Jeroen van Mierlo teaches wine courses, in which he explains people the basics about wine. In this biweekly column ‘Wine Academy’ he answers the most asked questions about wine. In part 9 of the Wine Academy he answers the question “What is better: cork or screw top?” He explains the difference between a cork and a screw top on wine bottles and what the advantages are of both.
If you look back to our previous article (LINK) on cork taint you wonder why some there are still so many wine manufacturers that use natural cork in the first place. Nobody wants a wine that might possibly have cork taint right?More and more often you see bottles with screw tops appear, especially in supermarkets and liquor shops.
The most significant difference between cork and a screw top is that a screw top will shut the bottle completely air tight, whereas a natural cork will leave a very tiny opening for oxygen to enter the bottle. This means that wine in a bottle with a screw top till no longer change once it is bottled. This is completely fine for wines that will be consumed within the first few years after the harvest, especially wines that are supposed to be fresh and fruity.
A wine that is bottled with natural cork will be exposed to a certain amount of oxygen, even after the cork is put on top. This is called onxydation. Oxydation is not harmful and can even benefit the wine. Wine is a product that will keep developing (or aging) in the bottle. By adding a tiny bit of oxygen through the cork the wine will go through slight a change over time. Unfortunately it can happen that the cork has cork taint, but this is only happens on very few occasions.
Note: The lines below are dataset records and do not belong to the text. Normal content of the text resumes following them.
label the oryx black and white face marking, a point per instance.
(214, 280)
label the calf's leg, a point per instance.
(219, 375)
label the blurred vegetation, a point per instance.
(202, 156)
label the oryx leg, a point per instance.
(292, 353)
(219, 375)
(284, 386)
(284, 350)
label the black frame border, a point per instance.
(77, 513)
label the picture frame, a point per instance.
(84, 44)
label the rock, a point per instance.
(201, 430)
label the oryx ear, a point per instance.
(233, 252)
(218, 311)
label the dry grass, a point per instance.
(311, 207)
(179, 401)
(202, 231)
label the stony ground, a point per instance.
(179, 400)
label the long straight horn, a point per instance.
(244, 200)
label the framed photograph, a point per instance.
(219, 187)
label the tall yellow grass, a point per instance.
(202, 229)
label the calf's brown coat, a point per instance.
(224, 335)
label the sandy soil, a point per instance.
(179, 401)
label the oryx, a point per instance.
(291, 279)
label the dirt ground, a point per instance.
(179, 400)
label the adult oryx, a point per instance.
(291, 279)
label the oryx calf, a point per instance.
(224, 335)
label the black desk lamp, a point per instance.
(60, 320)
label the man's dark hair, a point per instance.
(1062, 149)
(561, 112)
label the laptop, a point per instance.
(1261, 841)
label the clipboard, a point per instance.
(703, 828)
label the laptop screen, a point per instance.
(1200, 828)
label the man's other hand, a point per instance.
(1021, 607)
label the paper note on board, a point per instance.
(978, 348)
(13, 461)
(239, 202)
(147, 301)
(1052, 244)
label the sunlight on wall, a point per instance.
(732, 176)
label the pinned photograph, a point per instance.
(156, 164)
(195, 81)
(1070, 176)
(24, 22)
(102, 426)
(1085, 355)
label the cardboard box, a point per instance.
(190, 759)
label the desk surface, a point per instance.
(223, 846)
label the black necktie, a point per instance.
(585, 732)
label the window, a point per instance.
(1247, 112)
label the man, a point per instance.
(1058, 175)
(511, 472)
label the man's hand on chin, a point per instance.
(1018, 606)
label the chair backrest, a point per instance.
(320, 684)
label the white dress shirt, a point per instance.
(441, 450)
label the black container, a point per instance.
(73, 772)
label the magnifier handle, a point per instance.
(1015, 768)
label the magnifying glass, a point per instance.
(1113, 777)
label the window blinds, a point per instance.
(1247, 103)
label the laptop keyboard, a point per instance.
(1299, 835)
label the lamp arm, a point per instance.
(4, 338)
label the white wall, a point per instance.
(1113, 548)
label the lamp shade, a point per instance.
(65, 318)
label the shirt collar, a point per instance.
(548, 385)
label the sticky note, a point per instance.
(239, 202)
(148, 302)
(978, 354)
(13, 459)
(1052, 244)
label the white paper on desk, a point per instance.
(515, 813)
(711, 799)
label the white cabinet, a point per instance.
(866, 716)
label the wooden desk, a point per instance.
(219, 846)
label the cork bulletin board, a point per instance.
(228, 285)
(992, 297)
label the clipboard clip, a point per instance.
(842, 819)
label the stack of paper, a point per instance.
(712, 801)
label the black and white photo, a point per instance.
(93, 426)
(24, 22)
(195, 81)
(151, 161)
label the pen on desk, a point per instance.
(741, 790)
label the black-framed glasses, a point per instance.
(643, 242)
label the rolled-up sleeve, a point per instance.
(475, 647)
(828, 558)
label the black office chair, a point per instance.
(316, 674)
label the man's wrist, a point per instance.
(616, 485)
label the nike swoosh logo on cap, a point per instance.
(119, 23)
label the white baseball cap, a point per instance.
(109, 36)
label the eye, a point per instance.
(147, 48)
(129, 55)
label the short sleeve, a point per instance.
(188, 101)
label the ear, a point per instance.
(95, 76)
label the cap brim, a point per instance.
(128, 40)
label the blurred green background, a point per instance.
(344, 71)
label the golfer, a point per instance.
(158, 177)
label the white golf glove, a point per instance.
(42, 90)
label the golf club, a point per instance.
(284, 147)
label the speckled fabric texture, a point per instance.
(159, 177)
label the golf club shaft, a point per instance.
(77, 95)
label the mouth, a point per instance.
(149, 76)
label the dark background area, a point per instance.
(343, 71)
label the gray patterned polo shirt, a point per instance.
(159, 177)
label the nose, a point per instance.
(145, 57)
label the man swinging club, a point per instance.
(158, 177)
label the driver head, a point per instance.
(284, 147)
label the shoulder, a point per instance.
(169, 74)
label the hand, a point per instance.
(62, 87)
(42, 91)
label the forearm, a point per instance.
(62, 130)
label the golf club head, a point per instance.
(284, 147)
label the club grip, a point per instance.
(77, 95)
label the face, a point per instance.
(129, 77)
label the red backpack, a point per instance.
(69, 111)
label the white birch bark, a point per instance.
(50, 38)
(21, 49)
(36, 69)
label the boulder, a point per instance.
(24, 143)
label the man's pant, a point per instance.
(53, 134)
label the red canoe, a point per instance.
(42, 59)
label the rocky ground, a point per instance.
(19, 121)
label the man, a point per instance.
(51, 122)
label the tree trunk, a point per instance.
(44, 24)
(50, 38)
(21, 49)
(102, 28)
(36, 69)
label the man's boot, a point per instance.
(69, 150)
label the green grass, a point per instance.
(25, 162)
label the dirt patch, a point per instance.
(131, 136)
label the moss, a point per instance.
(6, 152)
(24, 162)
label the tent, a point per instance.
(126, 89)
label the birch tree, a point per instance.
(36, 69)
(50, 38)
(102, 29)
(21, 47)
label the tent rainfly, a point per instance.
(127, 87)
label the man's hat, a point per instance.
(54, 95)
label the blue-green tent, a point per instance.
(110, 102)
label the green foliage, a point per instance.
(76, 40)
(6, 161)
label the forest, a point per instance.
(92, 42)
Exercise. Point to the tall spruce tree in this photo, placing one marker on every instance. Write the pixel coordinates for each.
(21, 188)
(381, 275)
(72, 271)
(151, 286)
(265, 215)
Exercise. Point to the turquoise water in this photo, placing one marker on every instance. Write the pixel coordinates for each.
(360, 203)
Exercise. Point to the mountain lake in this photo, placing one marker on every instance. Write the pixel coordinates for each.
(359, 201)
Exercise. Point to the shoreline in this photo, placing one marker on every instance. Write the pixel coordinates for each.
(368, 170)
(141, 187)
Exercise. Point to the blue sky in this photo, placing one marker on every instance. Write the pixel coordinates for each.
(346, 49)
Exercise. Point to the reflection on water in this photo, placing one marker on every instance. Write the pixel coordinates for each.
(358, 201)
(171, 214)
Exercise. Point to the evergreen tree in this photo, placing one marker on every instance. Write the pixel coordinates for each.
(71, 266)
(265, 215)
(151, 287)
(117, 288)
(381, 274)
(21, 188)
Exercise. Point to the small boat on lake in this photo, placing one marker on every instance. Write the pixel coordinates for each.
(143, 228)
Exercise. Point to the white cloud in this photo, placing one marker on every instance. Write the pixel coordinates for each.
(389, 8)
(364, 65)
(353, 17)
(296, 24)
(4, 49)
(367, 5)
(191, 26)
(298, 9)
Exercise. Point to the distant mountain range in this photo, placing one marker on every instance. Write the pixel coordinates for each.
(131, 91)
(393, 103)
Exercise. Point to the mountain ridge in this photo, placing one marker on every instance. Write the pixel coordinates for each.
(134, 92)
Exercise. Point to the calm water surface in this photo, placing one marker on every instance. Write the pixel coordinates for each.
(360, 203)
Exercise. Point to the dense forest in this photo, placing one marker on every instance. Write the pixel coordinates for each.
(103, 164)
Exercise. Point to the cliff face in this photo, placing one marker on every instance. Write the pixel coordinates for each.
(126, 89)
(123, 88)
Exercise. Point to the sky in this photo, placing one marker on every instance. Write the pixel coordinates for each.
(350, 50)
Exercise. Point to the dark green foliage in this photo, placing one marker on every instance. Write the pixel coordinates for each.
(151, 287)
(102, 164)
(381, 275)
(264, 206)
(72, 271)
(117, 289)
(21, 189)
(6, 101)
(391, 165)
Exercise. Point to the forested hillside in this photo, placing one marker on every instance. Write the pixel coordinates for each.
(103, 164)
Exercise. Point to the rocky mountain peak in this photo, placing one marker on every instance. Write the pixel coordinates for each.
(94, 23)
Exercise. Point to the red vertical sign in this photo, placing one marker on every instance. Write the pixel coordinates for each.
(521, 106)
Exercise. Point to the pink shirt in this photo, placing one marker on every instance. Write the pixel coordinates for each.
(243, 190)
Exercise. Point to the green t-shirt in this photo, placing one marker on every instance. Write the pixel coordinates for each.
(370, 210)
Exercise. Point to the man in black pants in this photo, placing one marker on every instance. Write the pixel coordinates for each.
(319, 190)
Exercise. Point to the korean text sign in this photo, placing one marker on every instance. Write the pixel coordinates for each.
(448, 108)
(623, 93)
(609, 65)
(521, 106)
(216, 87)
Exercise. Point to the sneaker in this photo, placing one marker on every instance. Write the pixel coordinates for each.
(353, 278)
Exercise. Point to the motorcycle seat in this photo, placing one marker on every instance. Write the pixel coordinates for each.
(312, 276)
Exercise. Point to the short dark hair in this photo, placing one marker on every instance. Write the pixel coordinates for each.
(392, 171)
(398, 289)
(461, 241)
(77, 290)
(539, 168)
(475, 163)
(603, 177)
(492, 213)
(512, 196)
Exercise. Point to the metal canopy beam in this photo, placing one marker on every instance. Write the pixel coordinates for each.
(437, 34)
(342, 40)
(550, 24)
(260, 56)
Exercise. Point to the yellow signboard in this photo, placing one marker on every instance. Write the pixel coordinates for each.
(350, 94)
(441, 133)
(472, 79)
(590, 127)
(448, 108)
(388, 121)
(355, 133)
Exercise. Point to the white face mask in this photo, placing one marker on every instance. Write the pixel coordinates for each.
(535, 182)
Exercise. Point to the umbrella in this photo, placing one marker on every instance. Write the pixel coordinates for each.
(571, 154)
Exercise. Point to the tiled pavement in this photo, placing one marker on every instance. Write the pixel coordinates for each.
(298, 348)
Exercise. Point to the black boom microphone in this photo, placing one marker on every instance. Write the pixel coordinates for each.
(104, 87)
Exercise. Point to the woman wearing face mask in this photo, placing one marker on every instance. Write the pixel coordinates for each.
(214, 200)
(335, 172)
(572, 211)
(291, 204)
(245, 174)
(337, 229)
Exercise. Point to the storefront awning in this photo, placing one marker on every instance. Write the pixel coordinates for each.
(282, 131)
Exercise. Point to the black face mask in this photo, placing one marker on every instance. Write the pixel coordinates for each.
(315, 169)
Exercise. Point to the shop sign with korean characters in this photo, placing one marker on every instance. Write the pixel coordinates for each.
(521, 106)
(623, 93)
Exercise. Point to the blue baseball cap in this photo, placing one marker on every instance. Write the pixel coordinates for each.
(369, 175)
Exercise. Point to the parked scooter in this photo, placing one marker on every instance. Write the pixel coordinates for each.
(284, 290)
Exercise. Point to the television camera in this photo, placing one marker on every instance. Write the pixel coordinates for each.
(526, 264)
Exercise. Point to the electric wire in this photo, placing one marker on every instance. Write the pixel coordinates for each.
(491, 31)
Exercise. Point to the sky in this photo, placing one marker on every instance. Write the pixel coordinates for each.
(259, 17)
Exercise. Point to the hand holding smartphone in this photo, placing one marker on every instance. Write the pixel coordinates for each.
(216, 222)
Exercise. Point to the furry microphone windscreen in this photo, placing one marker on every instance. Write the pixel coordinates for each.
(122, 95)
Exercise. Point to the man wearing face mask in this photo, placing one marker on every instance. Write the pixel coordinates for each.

Wines that are made to age in the bottle and will benefit from a bit of oxygen during the aging process ar bottled by cork. Wines that are Wines that are made for ‘faster’ consumption and have a fresh and fruity taste will more and more often get a screw top.
Most wine connoisseurs will still prefer a natural cork over a screw top. This is partially because screw tops are, wrongly in our opinion, still associated with cheap wine. If a wine does not have a natural cork, they would still prefer a plastic cork than a screw top.
Of course for a lot of other people the screw top has preference because you can open it at any time without an opener.